Aux sources de Saqia Al -Hamra, Okba Ibn Nafia’a et son armée ont «failli être décimés par la soif ; Okba se mit alors en prière et son cheval, grattant la terre de son pied, y fit jaillir de l’eau. Cet endroit porte dès lors le nom d’El Farsiya».

Evénements cruciaux : La genèse de la sainteté, dont est auréolée la Saqiya Al-Hamra, remonte bien avant l’arrivée des premiers cavaliers de l’Islam. Les Gezula/Gétules qui dominaient les contrées sahariennes du sud du Maroc, et que les civilisations gréco-romaines situaient à «la fin du monde», étaient réputés maîtres du sacré au sein de la confédération des tribus Sanhaja amazighes.

Sidi Mohammed Biedallah Diplomate marocain.

La Saqiya Al-Hamra constitue, au fil de l’histoire du Maroc, un référent de la sainteté qui imprègne profondément l’imaginaire collectif marocain et projette son aura au-delà des frontières nationales.
Les vertus mystiques de «la terre des Saints» – comme l’a décrit l’anthropologue Frédéric De la Chapelle -, au sein desquelles s’entremêlent les faits vénérés aux légendes mythiques, cultivent la mémoire marocaine.
H. T. Norris relève que «Dans l’histoire du monde telle que l’ont conçue les musulmans, un destin spécial est réservé à ces étendues sablonneuses environnant la Saqiya Al-Hamrâ, de laquelle viendra un jour un Mahdi, descendant de Fatîma (…) pour restaurer l’Islam et célébrer ce grand jour où l’ensemble de l’humanité sera convoqué au Jour du Jugement».1
La genèse de la sainteté, dont est auréolée la Saqiya Al-Hamra, remonte, pour autant, bien avant l’arrivée des premiers cavaliers de l’Islam. Les Gezula/Gétules qui dominaient les contrées sahariennes du sud du Maroc, et que les civilisations gréco-romaines situaient à «la fin du monde», étaient réputés maîtres du sacré au sein de la confédération des tribus Sanhaja amazighes.

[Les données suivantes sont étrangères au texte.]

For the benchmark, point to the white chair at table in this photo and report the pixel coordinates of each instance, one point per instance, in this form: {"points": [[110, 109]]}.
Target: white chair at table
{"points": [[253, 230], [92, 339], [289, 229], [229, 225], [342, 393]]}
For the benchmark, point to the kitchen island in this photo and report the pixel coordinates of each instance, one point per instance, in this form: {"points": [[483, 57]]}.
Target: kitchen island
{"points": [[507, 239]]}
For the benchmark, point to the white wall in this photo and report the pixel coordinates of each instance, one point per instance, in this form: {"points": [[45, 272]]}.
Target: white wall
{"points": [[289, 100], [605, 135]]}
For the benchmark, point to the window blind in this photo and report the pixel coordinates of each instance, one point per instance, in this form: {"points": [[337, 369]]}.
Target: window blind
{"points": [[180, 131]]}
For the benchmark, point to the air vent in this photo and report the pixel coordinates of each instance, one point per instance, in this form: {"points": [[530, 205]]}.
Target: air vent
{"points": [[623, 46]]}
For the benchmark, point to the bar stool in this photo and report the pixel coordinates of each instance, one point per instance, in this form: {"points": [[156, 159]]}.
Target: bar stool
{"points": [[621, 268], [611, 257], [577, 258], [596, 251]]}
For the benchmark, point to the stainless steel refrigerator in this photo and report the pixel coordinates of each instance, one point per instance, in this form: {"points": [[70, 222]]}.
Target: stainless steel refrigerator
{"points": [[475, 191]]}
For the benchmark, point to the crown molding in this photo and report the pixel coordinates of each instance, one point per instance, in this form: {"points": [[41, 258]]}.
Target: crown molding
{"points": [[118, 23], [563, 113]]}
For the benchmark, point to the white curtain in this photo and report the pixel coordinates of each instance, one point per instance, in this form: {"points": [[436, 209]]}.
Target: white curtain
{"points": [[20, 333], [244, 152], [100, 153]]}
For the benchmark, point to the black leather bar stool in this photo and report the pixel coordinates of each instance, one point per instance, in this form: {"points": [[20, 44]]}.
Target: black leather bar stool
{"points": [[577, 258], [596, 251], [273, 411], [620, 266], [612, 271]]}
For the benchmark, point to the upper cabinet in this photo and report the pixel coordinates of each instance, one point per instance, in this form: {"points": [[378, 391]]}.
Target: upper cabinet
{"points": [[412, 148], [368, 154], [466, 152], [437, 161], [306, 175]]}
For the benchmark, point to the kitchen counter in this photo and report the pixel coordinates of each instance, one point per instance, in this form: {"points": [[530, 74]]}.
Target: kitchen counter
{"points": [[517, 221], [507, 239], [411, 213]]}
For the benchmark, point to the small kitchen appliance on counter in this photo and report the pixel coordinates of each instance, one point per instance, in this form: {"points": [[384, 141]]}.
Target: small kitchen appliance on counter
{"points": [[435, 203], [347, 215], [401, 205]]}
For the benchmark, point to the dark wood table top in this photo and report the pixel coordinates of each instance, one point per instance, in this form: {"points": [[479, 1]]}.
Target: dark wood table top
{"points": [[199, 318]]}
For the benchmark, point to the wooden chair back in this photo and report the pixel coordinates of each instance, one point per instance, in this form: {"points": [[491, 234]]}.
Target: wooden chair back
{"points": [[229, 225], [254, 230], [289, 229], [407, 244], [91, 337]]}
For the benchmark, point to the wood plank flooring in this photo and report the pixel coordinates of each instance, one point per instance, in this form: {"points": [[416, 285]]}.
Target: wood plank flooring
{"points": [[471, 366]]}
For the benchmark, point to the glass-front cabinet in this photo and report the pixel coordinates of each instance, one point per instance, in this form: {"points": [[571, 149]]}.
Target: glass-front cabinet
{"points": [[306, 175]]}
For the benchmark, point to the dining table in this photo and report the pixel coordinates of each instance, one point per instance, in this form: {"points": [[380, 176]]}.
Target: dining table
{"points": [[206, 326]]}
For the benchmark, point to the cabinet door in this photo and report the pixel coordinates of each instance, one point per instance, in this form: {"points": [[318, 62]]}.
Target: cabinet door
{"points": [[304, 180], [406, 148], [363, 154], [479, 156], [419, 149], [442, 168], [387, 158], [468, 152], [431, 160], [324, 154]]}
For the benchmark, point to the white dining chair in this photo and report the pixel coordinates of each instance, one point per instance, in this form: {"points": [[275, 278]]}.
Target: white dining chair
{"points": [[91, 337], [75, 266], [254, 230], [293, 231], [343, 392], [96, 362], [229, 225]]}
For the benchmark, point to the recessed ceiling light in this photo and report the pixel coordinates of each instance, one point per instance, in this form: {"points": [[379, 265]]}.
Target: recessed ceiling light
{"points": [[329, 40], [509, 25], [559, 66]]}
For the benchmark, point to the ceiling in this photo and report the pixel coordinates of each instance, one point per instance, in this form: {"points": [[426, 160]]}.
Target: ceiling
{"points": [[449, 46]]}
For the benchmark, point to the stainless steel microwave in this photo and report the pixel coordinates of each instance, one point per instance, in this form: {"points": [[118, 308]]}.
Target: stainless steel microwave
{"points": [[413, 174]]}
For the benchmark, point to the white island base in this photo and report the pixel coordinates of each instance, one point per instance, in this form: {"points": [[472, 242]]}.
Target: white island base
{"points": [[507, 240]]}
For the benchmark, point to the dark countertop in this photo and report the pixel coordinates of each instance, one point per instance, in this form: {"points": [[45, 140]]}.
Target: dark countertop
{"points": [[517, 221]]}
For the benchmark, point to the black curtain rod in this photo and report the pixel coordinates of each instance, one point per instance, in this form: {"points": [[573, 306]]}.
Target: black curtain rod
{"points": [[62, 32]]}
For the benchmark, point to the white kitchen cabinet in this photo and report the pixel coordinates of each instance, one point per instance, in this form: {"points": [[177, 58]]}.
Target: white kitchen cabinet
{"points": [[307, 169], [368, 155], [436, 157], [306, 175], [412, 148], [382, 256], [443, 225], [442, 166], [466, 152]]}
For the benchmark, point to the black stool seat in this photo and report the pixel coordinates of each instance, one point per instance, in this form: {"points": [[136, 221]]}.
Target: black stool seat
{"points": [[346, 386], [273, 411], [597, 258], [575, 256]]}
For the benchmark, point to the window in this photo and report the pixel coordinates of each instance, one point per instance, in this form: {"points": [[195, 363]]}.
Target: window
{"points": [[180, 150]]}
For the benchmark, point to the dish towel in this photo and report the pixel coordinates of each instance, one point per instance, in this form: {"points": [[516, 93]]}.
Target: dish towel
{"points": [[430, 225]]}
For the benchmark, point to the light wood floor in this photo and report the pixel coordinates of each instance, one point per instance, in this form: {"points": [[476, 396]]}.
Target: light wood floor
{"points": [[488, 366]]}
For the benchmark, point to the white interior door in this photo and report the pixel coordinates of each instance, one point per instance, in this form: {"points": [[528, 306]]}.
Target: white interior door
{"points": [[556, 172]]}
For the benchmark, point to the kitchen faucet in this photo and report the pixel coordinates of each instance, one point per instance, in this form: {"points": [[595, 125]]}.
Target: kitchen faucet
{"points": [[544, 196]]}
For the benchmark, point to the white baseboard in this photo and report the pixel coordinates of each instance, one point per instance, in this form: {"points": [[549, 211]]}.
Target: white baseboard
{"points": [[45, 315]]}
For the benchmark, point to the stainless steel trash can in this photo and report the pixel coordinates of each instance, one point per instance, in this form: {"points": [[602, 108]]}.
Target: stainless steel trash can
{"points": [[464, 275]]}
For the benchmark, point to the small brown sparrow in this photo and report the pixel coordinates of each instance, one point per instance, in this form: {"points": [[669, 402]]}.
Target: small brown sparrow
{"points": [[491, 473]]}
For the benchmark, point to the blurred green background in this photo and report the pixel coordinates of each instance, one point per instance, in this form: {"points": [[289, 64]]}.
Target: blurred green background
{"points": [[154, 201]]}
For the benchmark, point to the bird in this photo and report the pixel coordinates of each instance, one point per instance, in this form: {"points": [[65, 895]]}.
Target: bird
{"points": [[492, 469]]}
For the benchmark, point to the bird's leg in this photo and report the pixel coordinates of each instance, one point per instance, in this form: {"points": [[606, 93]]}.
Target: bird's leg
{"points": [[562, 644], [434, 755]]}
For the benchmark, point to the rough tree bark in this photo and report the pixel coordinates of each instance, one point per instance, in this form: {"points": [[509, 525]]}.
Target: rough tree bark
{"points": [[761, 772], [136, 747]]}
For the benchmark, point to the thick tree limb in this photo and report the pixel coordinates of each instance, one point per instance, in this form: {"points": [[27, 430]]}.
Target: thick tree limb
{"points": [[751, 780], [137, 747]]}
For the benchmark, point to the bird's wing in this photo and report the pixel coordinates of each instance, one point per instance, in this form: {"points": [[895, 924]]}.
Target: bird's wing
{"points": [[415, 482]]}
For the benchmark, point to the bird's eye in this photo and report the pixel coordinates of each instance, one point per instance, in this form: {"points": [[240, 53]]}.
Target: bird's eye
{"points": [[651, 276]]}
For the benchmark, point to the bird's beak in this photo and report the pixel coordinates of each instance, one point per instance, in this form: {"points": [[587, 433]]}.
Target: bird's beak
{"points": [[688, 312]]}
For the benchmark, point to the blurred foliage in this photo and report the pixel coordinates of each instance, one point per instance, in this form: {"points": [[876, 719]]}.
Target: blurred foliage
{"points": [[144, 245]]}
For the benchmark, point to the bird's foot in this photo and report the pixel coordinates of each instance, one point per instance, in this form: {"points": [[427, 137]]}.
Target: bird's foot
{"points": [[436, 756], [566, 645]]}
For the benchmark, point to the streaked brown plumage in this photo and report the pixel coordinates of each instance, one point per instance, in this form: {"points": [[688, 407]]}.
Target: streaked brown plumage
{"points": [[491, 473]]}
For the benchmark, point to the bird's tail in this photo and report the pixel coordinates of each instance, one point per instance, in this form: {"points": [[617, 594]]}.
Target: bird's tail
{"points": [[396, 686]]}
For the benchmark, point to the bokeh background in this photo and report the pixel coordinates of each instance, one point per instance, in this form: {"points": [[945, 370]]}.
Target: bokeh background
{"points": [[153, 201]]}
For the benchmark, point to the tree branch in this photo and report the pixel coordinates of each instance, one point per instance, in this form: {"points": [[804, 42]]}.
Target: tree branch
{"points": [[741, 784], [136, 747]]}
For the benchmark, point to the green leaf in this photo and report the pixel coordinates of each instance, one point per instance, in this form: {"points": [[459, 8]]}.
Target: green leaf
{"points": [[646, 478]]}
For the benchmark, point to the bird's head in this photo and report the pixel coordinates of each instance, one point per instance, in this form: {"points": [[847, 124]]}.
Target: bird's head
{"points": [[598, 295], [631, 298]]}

De même, dans l’ensemble nord-ouest-africain, la Saqiya al-Hamra était perçue comme «un pôle de la sainteté maghrébine, comme une «pépinière» féconde du maraboutisme».2
Toutefois, le présent article se limite à marquer quelques haltes sur des événements cruciaux ayant nourri, depuis l’avènement de l’Islam au Maghreb Al Aqça, ce référent national de sainteté.

«Ukba Ibn Nafia», a jaillissement de l’eau d’El Farsiya de Saqia Al – Hamra

Au pied du Haut Atlas, après avoir soumis les zones septentrionales, «Uqba Ibn Nafia» prend conscience que sa mission de conquête de l’ensemble du territoire du Maghreb Al-Aqça reste inachevée, il reprend donc son périple et marche sur la vallée du Sous, puis sur les étendues sahariennes du Maroc méridional. Ce que l’historien Michel Abitbol décrit comme la reconnaissance du Maroc par «Uqba Ibn Nafi».3
Aux sources de Saqia Al -Hamra, Okba Ibn Nafia’a et son armée ont «failli être décimés par la soif ; Okba se mit alors en prière et son cheval, grattant la terre de son pied, y fit jaillir de l’eau. Cet endroit porte dès lors le nom d’El Farsiya». 4

Représentation de Abou Bakr Ibn Omar, Emir Almoravide (Atlas Catalan)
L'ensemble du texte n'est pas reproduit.